AssetFormer: Modular 3D Assets Generation with Autoregressive Transformer¶

Conference: ICLR 2026 arXiv: 2602.12100 Code: https://github.com/Advocate99/AssetFormer Area: LLM/NLP Keywords: 3D generation, autoregressive transformer, modular assets, UGC, Llama, text-to-3D

TL;DR¶

This paper proposes AssetFormer, an autoregressive Transformer based on the Llama architecture that models modular 3D assets (composed of primitive sequences) as discrete token sequences. Through DFS/BFS graph traversal reordering and joint vocabulary decoding, it enables the generation of modular 3D assets directly usable in game engines from text descriptions.

Background & Motivation¶

3D asset generation is a core requirement in UGC (user-generated content) and game development. While mainstream 3D generation methods (e.g., NeRF, 3D Gaussian Splatting, or direct mesh generation) have achieved significant progress in visual quality, several critical issues remain:

Incompatibility with existing workflows: Generated 3D content is typically a monolithic mesh or implicit representation that is difficult to import into game engines for editing, decomposition, or recombination, requiring extensive post-processing.
Lack of modular structure: Real-world game development relies on standardized modular components (akin to building blocks) assembled into scenes and objects—a structure that existing methods struggle to produce.
Difficulty modeling discrete attributes: Each primitive in a modular asset carries mixed attributes such as class, rotation, and position, which are discrete and structurally constrained—properties that continuous generation methods handle poorly.

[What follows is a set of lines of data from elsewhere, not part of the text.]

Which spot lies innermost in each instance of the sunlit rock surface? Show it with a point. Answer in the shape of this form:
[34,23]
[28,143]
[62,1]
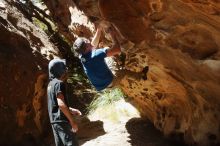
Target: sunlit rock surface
[178,40]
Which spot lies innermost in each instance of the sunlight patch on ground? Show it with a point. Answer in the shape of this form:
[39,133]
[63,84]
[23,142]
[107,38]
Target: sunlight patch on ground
[114,116]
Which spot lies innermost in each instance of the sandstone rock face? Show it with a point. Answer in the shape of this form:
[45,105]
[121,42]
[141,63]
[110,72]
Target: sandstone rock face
[179,40]
[24,51]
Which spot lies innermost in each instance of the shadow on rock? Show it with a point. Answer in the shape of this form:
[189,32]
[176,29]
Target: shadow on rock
[143,133]
[89,129]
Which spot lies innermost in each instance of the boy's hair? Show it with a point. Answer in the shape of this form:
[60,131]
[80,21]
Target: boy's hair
[79,46]
[56,67]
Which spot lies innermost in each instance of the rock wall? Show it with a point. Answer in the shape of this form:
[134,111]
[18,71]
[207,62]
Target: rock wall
[24,54]
[179,40]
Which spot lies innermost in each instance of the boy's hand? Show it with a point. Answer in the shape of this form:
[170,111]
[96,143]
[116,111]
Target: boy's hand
[75,112]
[74,127]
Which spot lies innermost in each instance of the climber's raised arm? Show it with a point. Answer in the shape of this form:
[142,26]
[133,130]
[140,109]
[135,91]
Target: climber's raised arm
[115,49]
[95,39]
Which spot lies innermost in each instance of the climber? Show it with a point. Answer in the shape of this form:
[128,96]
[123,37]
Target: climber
[60,114]
[93,58]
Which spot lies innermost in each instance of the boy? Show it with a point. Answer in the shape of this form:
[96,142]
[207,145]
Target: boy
[61,115]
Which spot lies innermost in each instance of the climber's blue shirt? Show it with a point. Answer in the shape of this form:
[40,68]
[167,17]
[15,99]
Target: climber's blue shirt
[96,68]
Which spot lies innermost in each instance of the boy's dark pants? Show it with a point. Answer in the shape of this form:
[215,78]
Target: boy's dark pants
[63,135]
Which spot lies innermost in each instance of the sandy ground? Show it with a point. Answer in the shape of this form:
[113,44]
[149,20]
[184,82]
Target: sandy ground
[119,125]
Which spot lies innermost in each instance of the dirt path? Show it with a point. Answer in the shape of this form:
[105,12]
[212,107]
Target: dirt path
[120,125]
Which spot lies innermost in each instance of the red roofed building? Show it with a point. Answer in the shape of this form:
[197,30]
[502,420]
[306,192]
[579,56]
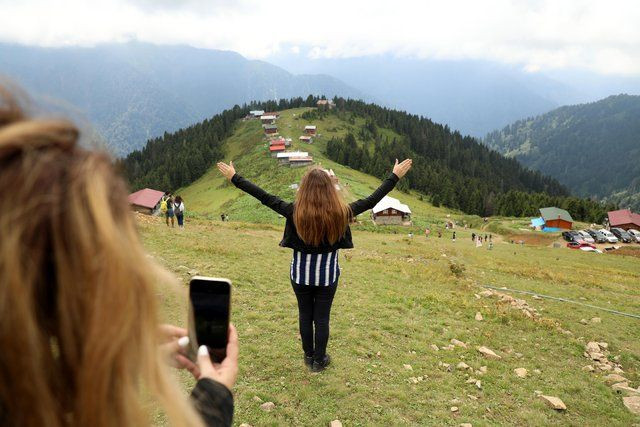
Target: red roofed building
[624,219]
[145,201]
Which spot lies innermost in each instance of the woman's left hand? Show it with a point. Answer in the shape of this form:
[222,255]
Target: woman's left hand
[173,343]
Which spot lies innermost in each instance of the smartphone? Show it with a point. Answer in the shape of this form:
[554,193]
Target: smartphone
[209,311]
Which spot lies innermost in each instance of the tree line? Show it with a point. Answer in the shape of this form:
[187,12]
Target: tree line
[455,171]
[177,159]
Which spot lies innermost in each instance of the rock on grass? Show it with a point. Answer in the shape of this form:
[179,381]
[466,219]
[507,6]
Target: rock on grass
[488,353]
[521,372]
[554,402]
[268,406]
[632,403]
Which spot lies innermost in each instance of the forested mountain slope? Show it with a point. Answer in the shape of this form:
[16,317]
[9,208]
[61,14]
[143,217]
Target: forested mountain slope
[136,91]
[594,149]
[453,171]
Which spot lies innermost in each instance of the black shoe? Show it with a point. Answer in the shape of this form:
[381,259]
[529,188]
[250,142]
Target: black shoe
[319,366]
[308,360]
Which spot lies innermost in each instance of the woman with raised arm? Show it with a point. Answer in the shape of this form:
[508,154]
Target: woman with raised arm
[79,335]
[317,226]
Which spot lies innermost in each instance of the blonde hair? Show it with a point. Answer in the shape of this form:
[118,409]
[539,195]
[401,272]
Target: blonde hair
[78,323]
[320,213]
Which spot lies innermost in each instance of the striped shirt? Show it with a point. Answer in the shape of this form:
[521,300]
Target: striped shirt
[315,269]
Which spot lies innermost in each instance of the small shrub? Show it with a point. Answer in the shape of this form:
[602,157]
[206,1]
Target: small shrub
[457,269]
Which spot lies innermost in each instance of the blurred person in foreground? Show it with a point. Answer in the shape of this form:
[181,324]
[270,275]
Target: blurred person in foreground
[79,328]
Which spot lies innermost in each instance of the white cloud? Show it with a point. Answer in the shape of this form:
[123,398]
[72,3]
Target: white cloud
[536,34]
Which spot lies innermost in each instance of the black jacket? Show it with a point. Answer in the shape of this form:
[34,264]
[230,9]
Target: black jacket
[214,402]
[291,238]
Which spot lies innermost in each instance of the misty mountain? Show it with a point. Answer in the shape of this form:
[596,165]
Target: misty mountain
[594,148]
[474,97]
[136,91]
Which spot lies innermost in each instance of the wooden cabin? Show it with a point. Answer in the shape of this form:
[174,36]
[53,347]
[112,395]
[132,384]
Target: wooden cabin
[624,219]
[268,119]
[556,218]
[389,211]
[145,201]
[283,157]
[296,162]
[278,141]
[325,104]
[275,149]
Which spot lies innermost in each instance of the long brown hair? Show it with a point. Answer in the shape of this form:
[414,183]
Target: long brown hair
[320,214]
[78,324]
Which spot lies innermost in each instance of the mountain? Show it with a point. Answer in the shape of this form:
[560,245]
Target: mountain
[136,91]
[449,170]
[474,97]
[594,148]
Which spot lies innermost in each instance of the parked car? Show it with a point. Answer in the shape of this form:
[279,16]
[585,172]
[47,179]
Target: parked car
[580,245]
[622,235]
[586,237]
[609,236]
[597,235]
[635,234]
[572,236]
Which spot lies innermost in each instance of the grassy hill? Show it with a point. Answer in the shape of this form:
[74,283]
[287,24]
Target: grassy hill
[398,299]
[211,194]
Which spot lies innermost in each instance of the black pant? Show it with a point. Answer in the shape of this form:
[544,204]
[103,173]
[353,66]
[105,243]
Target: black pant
[314,308]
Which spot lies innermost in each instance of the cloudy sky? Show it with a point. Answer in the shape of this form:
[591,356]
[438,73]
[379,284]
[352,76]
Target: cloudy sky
[601,36]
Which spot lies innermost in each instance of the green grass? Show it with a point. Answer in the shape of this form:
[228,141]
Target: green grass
[397,296]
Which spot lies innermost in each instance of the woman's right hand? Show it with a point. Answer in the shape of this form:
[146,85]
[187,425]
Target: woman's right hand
[227,169]
[225,372]
[401,169]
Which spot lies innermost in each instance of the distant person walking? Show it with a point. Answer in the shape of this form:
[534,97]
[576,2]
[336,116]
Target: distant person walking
[178,207]
[316,228]
[169,215]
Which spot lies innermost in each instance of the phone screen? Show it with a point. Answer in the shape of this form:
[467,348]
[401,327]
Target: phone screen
[209,315]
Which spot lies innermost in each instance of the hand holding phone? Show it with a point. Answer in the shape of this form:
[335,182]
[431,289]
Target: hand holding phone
[209,311]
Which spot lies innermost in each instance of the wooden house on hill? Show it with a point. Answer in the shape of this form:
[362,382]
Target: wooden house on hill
[275,149]
[390,211]
[296,162]
[146,201]
[278,141]
[624,219]
[556,218]
[326,104]
[283,157]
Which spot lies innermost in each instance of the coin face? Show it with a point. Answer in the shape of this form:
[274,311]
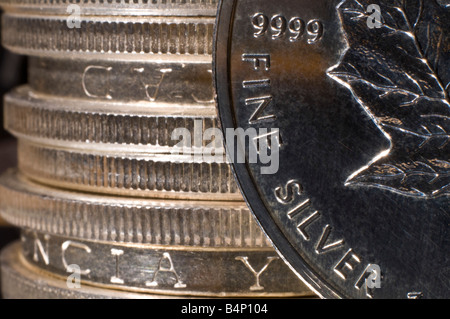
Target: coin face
[351,101]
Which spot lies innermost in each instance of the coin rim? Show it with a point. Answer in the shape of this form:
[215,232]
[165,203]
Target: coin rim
[221,77]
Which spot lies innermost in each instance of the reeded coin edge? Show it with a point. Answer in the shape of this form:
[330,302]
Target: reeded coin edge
[221,76]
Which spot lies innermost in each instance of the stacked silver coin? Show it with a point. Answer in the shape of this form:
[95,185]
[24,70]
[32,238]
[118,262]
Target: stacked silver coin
[114,193]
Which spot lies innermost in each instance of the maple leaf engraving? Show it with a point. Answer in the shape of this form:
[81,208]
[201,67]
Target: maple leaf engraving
[400,75]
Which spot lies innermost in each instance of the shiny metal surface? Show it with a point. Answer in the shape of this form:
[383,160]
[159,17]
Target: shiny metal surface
[20,280]
[360,205]
[187,84]
[172,270]
[125,219]
[117,8]
[136,126]
[128,172]
[47,35]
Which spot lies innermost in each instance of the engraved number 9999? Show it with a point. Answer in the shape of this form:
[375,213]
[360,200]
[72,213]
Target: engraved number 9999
[296,28]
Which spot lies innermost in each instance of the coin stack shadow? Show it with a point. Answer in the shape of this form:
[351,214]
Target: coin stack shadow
[114,192]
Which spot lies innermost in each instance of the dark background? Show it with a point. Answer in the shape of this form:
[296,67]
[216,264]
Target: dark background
[12,73]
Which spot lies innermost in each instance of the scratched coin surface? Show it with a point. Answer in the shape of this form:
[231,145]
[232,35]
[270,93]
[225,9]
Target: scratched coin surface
[357,95]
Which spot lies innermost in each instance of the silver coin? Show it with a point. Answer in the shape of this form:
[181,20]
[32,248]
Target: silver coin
[173,270]
[129,173]
[118,81]
[20,280]
[85,124]
[117,7]
[127,219]
[135,38]
[358,92]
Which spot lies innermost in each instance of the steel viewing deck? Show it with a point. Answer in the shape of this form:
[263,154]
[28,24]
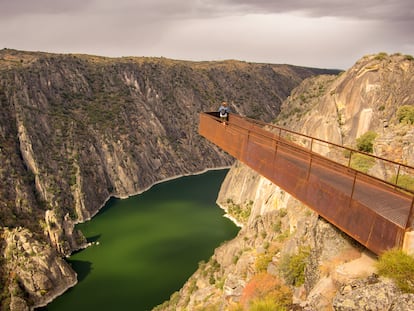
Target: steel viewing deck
[373,211]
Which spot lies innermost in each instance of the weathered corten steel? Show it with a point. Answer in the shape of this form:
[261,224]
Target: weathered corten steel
[370,210]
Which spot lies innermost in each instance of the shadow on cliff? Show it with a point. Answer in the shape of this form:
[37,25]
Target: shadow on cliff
[82,268]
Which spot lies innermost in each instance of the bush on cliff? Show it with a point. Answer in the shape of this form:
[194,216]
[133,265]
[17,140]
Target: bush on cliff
[399,266]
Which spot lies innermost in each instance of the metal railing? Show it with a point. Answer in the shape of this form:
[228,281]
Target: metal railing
[376,170]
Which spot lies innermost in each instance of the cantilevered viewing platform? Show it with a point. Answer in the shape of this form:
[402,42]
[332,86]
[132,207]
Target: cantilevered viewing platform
[371,209]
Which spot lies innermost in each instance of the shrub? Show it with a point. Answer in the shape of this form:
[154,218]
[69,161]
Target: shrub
[262,261]
[264,287]
[365,142]
[292,267]
[399,266]
[362,162]
[405,114]
[266,304]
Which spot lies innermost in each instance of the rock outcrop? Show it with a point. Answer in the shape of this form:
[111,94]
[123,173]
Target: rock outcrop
[77,129]
[324,268]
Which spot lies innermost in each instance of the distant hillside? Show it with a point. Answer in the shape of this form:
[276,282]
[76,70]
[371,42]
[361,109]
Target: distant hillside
[77,129]
[286,257]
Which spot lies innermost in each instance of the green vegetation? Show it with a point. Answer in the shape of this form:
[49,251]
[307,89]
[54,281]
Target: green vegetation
[362,162]
[267,304]
[405,114]
[264,292]
[365,142]
[399,266]
[292,267]
[262,261]
[239,212]
[404,181]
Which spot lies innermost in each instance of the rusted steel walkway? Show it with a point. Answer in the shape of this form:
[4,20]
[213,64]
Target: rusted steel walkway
[375,212]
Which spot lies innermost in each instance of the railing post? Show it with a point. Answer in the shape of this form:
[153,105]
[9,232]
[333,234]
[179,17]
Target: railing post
[349,161]
[398,174]
[353,189]
[410,215]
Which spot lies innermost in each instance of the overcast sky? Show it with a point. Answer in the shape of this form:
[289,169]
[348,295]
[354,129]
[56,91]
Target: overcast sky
[316,33]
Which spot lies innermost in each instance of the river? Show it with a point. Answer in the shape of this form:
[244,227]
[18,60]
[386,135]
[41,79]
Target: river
[147,246]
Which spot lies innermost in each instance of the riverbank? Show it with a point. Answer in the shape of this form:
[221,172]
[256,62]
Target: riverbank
[175,211]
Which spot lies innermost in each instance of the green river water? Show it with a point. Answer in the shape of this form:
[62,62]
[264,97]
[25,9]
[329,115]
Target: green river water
[147,246]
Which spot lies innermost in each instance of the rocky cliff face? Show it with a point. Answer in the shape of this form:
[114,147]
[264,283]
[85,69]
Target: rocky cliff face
[284,242]
[76,129]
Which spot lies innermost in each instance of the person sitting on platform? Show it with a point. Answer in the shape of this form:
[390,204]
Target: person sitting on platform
[224,111]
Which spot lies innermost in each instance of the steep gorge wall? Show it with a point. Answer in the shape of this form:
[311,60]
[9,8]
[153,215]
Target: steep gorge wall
[339,273]
[76,129]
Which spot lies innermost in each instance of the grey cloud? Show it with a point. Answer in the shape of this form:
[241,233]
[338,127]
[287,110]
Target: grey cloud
[368,9]
[11,8]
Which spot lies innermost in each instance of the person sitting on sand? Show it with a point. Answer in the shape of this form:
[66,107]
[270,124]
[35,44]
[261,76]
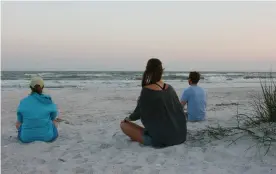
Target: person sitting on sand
[195,98]
[36,115]
[160,112]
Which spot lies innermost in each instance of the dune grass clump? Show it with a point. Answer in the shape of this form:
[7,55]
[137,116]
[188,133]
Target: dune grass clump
[260,124]
[264,104]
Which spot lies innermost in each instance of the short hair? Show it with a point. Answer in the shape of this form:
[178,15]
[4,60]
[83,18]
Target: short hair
[153,72]
[194,77]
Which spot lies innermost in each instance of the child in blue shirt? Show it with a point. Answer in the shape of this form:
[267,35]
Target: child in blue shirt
[195,97]
[36,115]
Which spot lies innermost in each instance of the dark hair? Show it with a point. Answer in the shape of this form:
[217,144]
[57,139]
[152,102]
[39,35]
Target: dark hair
[153,72]
[194,77]
[36,89]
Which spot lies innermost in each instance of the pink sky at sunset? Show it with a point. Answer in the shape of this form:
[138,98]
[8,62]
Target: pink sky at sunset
[213,36]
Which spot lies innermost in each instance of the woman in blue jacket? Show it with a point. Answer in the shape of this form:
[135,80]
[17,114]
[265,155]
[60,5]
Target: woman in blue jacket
[36,115]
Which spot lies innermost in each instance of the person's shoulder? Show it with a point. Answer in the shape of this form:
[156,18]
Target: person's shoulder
[187,89]
[27,98]
[201,88]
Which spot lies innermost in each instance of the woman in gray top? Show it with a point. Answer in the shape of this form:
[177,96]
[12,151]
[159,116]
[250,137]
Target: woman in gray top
[160,112]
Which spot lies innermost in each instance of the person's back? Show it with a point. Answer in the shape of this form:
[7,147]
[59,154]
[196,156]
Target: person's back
[163,116]
[159,110]
[195,97]
[36,114]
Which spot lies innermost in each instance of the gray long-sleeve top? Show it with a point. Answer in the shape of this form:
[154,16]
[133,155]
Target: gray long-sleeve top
[162,116]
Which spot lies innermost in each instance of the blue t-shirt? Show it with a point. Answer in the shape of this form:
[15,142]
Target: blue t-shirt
[195,97]
[36,113]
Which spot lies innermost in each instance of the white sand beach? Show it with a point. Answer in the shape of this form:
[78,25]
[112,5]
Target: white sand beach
[90,140]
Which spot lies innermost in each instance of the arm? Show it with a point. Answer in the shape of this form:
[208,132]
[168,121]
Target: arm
[19,120]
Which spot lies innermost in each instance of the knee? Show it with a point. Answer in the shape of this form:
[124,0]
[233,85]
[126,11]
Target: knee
[123,125]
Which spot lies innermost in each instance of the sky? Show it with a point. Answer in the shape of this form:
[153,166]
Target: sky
[203,36]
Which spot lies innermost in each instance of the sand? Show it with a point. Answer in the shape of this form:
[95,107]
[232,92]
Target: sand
[90,139]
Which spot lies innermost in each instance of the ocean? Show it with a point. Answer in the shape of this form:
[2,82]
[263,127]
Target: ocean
[84,79]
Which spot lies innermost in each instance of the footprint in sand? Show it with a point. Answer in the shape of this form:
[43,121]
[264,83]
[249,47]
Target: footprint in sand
[151,158]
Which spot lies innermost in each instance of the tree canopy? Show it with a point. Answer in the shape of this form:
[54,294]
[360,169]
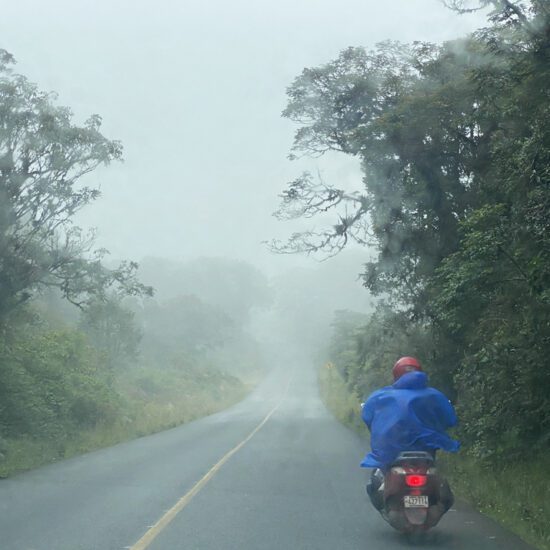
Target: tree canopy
[454,144]
[44,157]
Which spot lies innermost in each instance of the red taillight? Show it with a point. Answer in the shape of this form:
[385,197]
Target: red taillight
[416,480]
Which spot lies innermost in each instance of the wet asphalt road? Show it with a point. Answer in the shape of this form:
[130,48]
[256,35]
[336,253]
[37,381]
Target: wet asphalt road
[294,485]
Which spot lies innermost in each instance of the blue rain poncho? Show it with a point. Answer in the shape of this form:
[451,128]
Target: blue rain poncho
[407,416]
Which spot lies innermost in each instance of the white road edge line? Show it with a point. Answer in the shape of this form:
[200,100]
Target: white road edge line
[163,522]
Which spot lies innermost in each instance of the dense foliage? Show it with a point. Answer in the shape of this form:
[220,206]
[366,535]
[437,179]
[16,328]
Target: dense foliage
[455,148]
[120,364]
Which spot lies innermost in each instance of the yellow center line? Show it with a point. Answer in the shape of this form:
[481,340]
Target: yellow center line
[164,521]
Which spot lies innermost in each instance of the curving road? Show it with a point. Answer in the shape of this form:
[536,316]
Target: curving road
[273,472]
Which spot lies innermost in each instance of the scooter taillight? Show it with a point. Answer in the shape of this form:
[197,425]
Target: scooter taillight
[416,480]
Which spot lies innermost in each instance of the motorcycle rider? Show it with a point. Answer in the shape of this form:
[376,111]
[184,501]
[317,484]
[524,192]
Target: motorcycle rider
[406,416]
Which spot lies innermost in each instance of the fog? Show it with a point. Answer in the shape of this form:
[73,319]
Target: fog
[194,91]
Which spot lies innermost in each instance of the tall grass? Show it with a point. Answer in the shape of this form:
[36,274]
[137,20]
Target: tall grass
[152,400]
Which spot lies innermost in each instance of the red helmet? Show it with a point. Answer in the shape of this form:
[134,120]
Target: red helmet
[404,365]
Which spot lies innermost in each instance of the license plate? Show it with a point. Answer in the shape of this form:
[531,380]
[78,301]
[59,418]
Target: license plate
[413,501]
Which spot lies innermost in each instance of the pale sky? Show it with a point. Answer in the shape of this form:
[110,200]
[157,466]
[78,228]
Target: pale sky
[194,90]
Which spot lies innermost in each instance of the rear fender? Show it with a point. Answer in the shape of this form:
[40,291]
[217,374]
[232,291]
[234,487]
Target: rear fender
[416,516]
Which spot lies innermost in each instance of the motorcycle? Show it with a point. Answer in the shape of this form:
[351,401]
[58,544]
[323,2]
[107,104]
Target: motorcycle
[413,497]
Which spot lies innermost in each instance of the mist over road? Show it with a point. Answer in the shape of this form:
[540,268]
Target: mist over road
[295,484]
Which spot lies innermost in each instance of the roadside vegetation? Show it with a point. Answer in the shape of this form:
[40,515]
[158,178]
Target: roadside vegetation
[454,143]
[512,493]
[88,357]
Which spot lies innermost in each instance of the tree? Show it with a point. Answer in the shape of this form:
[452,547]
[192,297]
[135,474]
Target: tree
[112,330]
[410,115]
[43,159]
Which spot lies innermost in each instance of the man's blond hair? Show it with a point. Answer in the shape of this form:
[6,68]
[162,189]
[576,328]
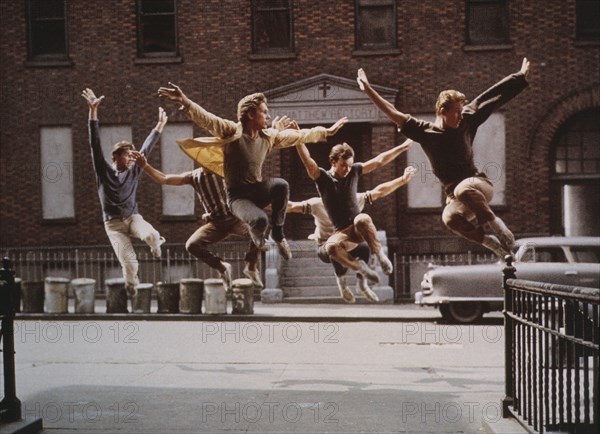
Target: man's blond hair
[249,104]
[341,151]
[448,97]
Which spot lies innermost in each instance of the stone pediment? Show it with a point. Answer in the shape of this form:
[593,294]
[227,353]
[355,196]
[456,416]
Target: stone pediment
[324,99]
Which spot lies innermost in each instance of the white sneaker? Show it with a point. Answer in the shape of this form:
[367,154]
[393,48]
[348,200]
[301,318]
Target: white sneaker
[155,250]
[363,287]
[386,265]
[345,292]
[284,249]
[504,234]
[367,272]
[493,243]
[259,241]
[131,290]
[254,276]
[226,276]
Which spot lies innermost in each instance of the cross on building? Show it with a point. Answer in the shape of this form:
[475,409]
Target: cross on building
[324,87]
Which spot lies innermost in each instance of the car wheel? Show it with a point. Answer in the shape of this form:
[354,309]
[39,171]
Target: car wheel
[462,312]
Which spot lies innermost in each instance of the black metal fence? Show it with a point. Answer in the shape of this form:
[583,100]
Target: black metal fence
[100,263]
[551,355]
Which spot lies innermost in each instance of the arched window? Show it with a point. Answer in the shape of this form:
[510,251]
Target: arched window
[577,149]
[575,187]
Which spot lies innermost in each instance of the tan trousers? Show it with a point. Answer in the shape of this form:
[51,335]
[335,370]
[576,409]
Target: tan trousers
[119,233]
[342,242]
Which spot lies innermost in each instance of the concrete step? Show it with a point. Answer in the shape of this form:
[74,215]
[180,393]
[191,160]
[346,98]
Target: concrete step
[310,291]
[321,279]
[329,299]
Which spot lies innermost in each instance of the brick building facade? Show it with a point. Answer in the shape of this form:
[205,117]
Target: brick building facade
[217,55]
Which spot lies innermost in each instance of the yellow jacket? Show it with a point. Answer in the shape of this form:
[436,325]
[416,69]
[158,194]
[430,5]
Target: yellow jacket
[208,151]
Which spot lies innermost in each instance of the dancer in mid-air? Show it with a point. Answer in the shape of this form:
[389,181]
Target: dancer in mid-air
[219,222]
[117,184]
[448,143]
[237,152]
[338,188]
[324,228]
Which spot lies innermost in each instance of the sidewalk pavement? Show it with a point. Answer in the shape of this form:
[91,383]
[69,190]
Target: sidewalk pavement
[291,368]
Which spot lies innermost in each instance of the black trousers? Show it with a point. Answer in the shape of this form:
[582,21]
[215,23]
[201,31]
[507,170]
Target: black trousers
[247,202]
[361,252]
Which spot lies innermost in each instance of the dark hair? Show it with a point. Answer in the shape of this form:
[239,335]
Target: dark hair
[341,151]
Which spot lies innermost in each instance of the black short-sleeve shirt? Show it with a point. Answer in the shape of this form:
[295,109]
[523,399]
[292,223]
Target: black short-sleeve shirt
[339,195]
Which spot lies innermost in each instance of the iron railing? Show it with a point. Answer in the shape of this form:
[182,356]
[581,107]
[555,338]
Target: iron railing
[100,263]
[551,355]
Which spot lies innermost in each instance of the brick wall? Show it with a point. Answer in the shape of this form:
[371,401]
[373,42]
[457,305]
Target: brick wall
[216,71]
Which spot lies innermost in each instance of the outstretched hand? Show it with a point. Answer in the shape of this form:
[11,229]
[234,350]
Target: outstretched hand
[362,79]
[336,127]
[281,123]
[173,93]
[90,97]
[525,66]
[139,158]
[409,172]
[162,119]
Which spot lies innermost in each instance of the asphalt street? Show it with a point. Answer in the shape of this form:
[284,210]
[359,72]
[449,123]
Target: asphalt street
[277,372]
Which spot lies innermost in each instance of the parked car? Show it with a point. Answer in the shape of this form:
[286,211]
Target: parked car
[464,293]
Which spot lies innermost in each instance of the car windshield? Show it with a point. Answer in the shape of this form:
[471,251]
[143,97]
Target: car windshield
[586,254]
[542,254]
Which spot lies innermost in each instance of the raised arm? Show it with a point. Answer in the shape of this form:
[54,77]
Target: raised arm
[98,159]
[311,165]
[217,126]
[385,157]
[157,175]
[382,104]
[154,135]
[93,103]
[386,188]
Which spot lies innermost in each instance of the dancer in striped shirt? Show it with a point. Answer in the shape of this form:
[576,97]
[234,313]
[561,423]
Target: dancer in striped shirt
[219,222]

The motivating insight of AssetFormer is: since modular 3D assets are fundamentally sequences of primitives with discrete attributes, why not model them directly with the mature autoregressive Transformer paradigm from the NLP domain?

Core Problem¶

How to reformulate modular 3D asset generation as a sequence-to-sequence modeling problem, enabling an autoregressive Transformer to effectively generate valid 3D assets composed of discrete primitives from text descriptions.

Method¶

Modular 3D Asset Representation¶

A modular 3D asset consists of a set of primitives, each with three attributes: - Class: selected from a predefined primitive library (e.g., building blocks of various shapes), with $K$ types in total - Rotation: discretized into a finite set of rotation angles, with the valid count varying per primitive based on its symmetry - Position: coordinates $(x, y, z)$ on a 3D grid, discretized as integers

A complete 3D asset is represented as: $$ A = {(c_i, r_i, p_i)}_{i=1}^{N} $$ where $N$ is the number of primitives, and $c_i, r_i, p_i$ denote the class, rotation, and position of the $i$-th primitive, respectively.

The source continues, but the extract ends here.